Sunday, May 13, 2007

The Reluctant Entrelac Experience

I finished something. And I have a confession to make. I really avoided learning how to do entrelac.

A) Because I thought it looked fiddly & fussy to do all those little short rows & all that picking up of stitches.
But mostly
B) Because it was really nice to be able to say "I don't know" when someone asked me how to do entrelac!

My list of things I haven't ever tried is getting smaller & smaller. I was stubbornly hanging on to entrelac. Now that I've jumped that hurdle what is next? Crochet?!?

In response to my earlier concerns, it's really not all that fiddly & fussy after all. Once you learn how to knit & purl back backwards, that eliminates a lot of the fussiness of entrelac. Thanks to Amanda teaching me how to knit back backwards for the Multidirectional Diagonal Scarf, I was able to make the mental jump needed to learn how to purl back backwards too for this project. Doing this eliminates the need to repeatedly turn the work and makes for a much more fluid experience. For me the myth of "fussy entrelac" has been BUSTED!

Since I am publicly admitting to having finished an entrelac project, I will forever give up the luxury of claiming ignorance when asked about this technique. Was ignorance bliss? Not really. I was sorry not to be able to give very useful help to at least two people making this very bag. It still isn't a technique given to a quick explanation on the fly though. It's one that I think most people have to sit down and just DO to fully understand.
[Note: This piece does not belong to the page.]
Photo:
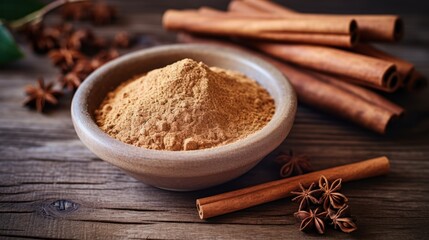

Now that I've tried it, I can say that it had a very attention-holding fascination. Each little square held its own satisfaction, keeping me interested and rewarded every time I finished another square. When I finished 12 squares then I had the even bigger reward of having finished another tier. I think this must be what gamers feel like when they get to go to the next level! This particular project also had one of my favorite knitting elements - each tier of squares got smaller and smaller, making the knitting go faster and faster as it progressed, which felt like an ever quickening race to the end! This is why I love knitting a seamless raglan or Lopi sweater. This is also why I think that top down knitting takes a lot of the fun out and leaves the boring part to the end. (But we'll talk about knitting sweaters that fit some other time, ok?)

Anyway, all in all I give the entrelac Market Squares bag serious merit points for being simultaneously interesting and relaxing as well as being a great looking finished project. Originally published in Knitter's Magazine #63 Summer 2001 this pattern was also reprinted in the XRX book, Bags A Knitters Dozen. Mine is knit almost entirely in Cascade 220 with the multicolored squares knit in Plymouth's Galway Paint. If you look in the book or magazine you will see the original has a different handle treatment. I'm a grommet fan so I went with grommets for mine. While this project is definitely good enough for new yarn, it might also be a fun stash buster project for using up oddments of feltable wools. If you've wanted to try entrelac (or if you've been avoiding it like I was!) this might be just the project for you!


Heather said...

I want to learn to knit backwards!!

Elizabeth said...

It's easy! I'll show you. As many Multidirectional Scarves as you make, you will have ample opportunity to try it out! :-)

Jamisyn said...

I love it! Wish my washer felted like that!...maybe one day :). I never thought of knitting backwards...why didn't I think of that? Well, I'm sure turning a huge bag like that so often is much more annoying than a small little scarf! Beautiful, Elizabeth!